Remittances Of Gold Between France And England Inconvenient And Cumbrous

But it would clearly be most inconvenient and cumbrous - involving also the cost of carriage across the Channel, and the premium upon the insurance of the gold to cover the risk of loss through shipwreck - that France as a whole (or an industrial trader in France) should remit gold to pay debts due in England for purchased goods, and, conversely, for a merchant or a body of merchants in England to discharge their debts in France by a similar process. Hence, just as we pay and receive payment of our debts in England between one another by cheques, so this indebtedness between one country and another, resulting from mutual trading, is settled by foreign bills of exchange.

Foreign Bill Of Exchange

A bill of exchange, passing between merchants trading with each other in England, has been explained as simply an order made by the person who has sold goods upon him who has bought them to pay a sum of money to the issuer of that order (or the person to whom he may transfer his right) which shall be equivalent to the value of the goods. In a similar way - where the case involves merchants in different countries - the foreign bill of exchange is simply an order that, in consideration of a given amount of the money of one country having been paid in that country, there shall be delivered, in another country, at a specified time, and to a named person, a stated sum of money in the currency of the latter country.

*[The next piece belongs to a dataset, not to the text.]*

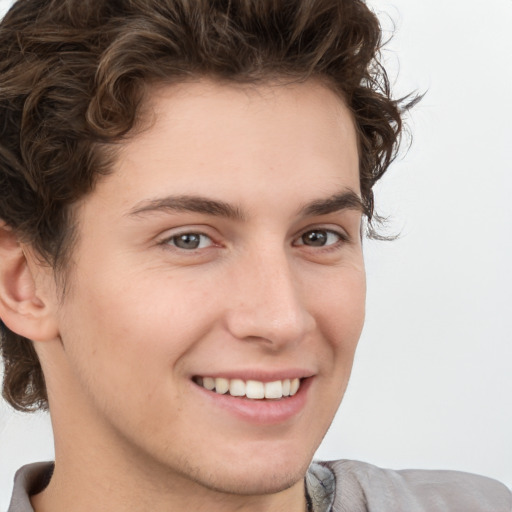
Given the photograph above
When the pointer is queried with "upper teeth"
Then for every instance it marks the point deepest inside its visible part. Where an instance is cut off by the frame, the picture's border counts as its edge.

Bill Brokers And Their Functions

Now there is a class of exchange dealers who meet twice a week in the Royal Exchange and buy the bills which English merchants have drawn upon foreign firms for payment of goods exported or sold from England; these merchants thus obtain from the dealers the immediate payment of their debts without waiting until the bills mature; other English merchants who have imported or bought goods from foreign merchants purchase these bills from the dealers (according to the locality on which they are drawn, and the amounts which the merchants owe abroad), which they transmit abroad in settlement of their own debts. Thus, as a simple concrete illustration: an English merchant is owing £100 from a foreign merchant, and another English merchant owes the same sum to the same foreign firm; the bill or order of the former upon the foreign merchant is sold to the dealer, and the commercial transaction between the two firms is closed. That bill is purchased from the dealer by the second English merchant, who forwards it to the foreign merchant; the latter cancels it, and the second transaction is also settled. The process is precisely similar, however numerous be the merchants in different countries who are debtors and creditors to each other in various transactions. Assume four merchants; and since symbols, when clear enough to call up instantly the concrete objects for which they stand, save needless expenditure of mental energy, let us designate one English merchant EM (by the initials of English merchant), a second English merchant EM2, a French merchant FM, and another French merchant FM2. FM buys goods from EM and has to send him the price of £100; EM2 purchases different goods from FM2 and has to remit £100 to him; if money were transmitted we should have the foolish spectacle of a vessel carrying £100 abroad and another vessel passing it with £100 for England. The simplification effected by a bill of exchange is here prominent: FM2 draws a bill or an order for the £100 on EM2, FM buys the bill and sends it to EM, EM presents it for payment on maturity to EM2, and EM2 discharges it. In this case one bill has sufficed to complete the entire settlement without the dispatch of a pound or franc.